Keinen weiteren Yen Entschädigung
Großbritannien: Die britischen Kriegsgefangenen der Japaner sollen jetzt von ihrer Regierung 10.000 Pfund bekommen
Ivan Denes

Britische Veteranen, die in japanischer Kriegsgefangenschaft unter schwierigsten Bedingungen zu Zwangsarbeit gezwungen wurden, werden jetzt von der britischen Regierung eine Wiedergutmachung erhalten. Das hat Premierminister Tony Blair bekanntgegeben. Bei dieser über Jahrzehnte hinweg verzögerten Zusage handelt es sich offenkundig um einen Domino-Effekt der jüdischen Restitutions- und Wiedergutmachungsforderungen der letzten Jahre. Die britischen Kriegsveteranen haben praktisch seit Ende des Zweiten Weltkrieges versucht, ihre Kompensationsforderungen durchzusetzen – stoßen aber auf den erbitterten Widerstand der britischen Bürokratie, des berüchtigten "civil service". Viele tausend Veteranen sind in den Jahren des Gerangels mit der Ministerialbürokratie natürlich verstorben.

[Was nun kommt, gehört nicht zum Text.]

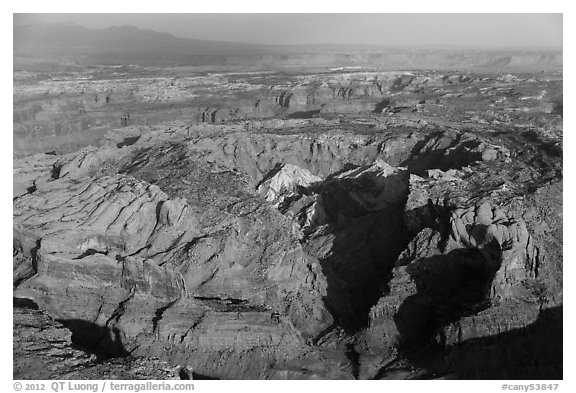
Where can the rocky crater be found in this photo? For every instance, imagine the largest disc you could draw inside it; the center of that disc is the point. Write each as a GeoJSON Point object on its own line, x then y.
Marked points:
{"type": "Point", "coordinates": [295, 248]}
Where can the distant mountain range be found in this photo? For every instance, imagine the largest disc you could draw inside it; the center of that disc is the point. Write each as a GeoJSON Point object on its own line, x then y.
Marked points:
{"type": "Point", "coordinates": [74, 44]}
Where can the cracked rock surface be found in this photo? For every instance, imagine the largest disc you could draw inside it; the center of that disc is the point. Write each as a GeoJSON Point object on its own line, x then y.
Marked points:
{"type": "Point", "coordinates": [291, 249]}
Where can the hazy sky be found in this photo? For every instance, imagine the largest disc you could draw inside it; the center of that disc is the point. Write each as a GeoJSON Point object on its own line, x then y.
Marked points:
{"type": "Point", "coordinates": [490, 30]}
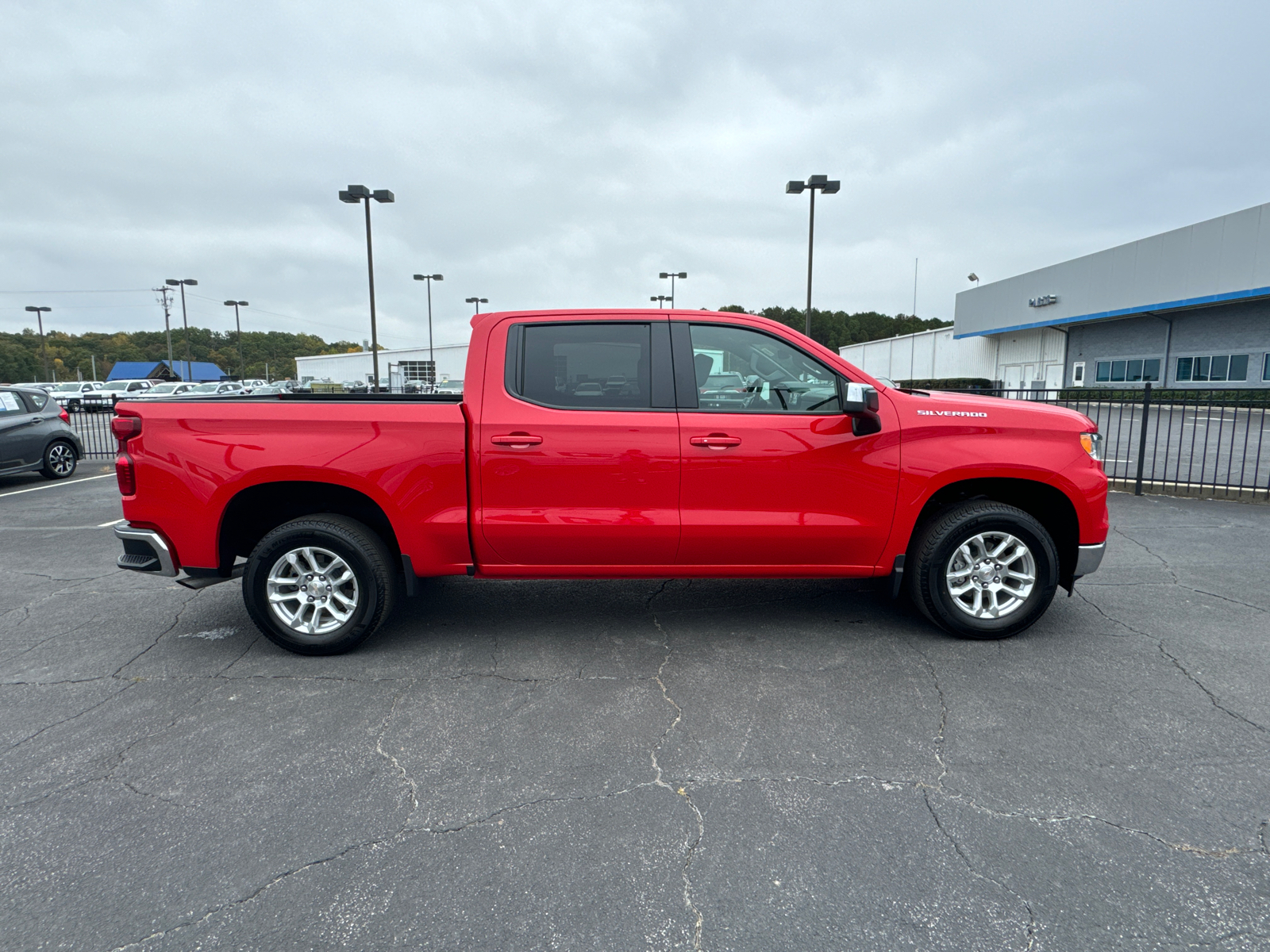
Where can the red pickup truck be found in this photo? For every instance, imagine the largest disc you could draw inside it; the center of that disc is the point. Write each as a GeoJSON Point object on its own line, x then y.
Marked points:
{"type": "Point", "coordinates": [605, 444]}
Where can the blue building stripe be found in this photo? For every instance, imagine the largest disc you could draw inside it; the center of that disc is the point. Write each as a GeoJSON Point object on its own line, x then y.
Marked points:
{"type": "Point", "coordinates": [1128, 311]}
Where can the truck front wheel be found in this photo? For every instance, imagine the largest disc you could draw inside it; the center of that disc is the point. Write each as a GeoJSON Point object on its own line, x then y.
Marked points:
{"type": "Point", "coordinates": [983, 570]}
{"type": "Point", "coordinates": [319, 585]}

Die genauen Angaben über die bevorstehenden Kompensationszahlungen soll Schatzkanzler Gordon Brown im Rahmen seiner vorparlamentarischen Darstellung des kommenden Haushaltes am 8. November bekanntgeben.

Die Veteranenorganisation Royal British Legion erklärte nach der Bekanntgabe Blairs, sie hoffe, die britische Regierung werde dem Beispiel Kanadas und der Lokalregierung der Insel Man folgen – den dortigen Veteranen wurde eine Pauschalzahlung von pro Kopf 10.000 Pfund Sterling zugesagt – das ist mehr als 30.000 Mark.

In Großbritannien (außer der Insel Man) leben zur Zeit noch 5.654 ehemalige Kriegsgefangene der Japaner und 4.663 Witwen von Kriegsgefangenen. Sollte die Regierung Blair tatsächlich, wie gefordert, dem kanadischen Beispiel folgen, würde das eine Summe von mehr als 100 Millionen Pfund (320 Millionen Mark) ergeben.

Der Sprecher der Royal British Legion, Jeremy Lillies, äußerte sich sehr kritisch zur Verzögerungstaktik Tony Blairs. Der Premier hatte sich schon im April diesen Jahres mit Vertretern der Organisation getroffen und die prinzipielle Zusage für die Kompensationszahlungen gegeben. Seitdem aber sterben im Durchschnitt zehn Veteranen pro Woche. Das bedeutet, daß inzwischen etwa 300 Veteranen verschieden sind, folgerichtig würde die Regierung etwa drei Millionen Pfund durch ihre Verzögerungstaktik gespart haben. Eine etwas düstere Milchmädchenrechnung.

Unter den Bestimmungen des Friedensvertrages von San Francisco mit Japan – er wurde 1951 unterzeichnet – wurde den ehemaligen Kriegsgefangenen eine einmalige Wiedergutmachungssumme von 76 Pfund zugesagt und ausgezahlt. Der Friedensvertrag schloß weitere Zahlungen der japanischen Seite aus. Japanische Gerichte haben demzufolge auch alle späteren Klagen abgeschmettert.

Moralisch gesehen müßte das britische Vorbild auch in Deutschland Schule machen. Die britische Regierung übernimmt die finanzielle Kompensationslast für Leiden, die ihren Staatsangehörigen von einem Feindstaat zugefügt wurden, weil ein völkerrechtlich geltender Vertrag die Kompensation seitens des ehemaligen Feindes ausschließt. Ebenso illusorisch wäre es, mit Reparationen Rußlands oder etwa der Tschechei für die Leiden deutscher Zwangsarbeiter in tschechischen Uranminen oder in sibirischen Waldrodungen zu rechnen.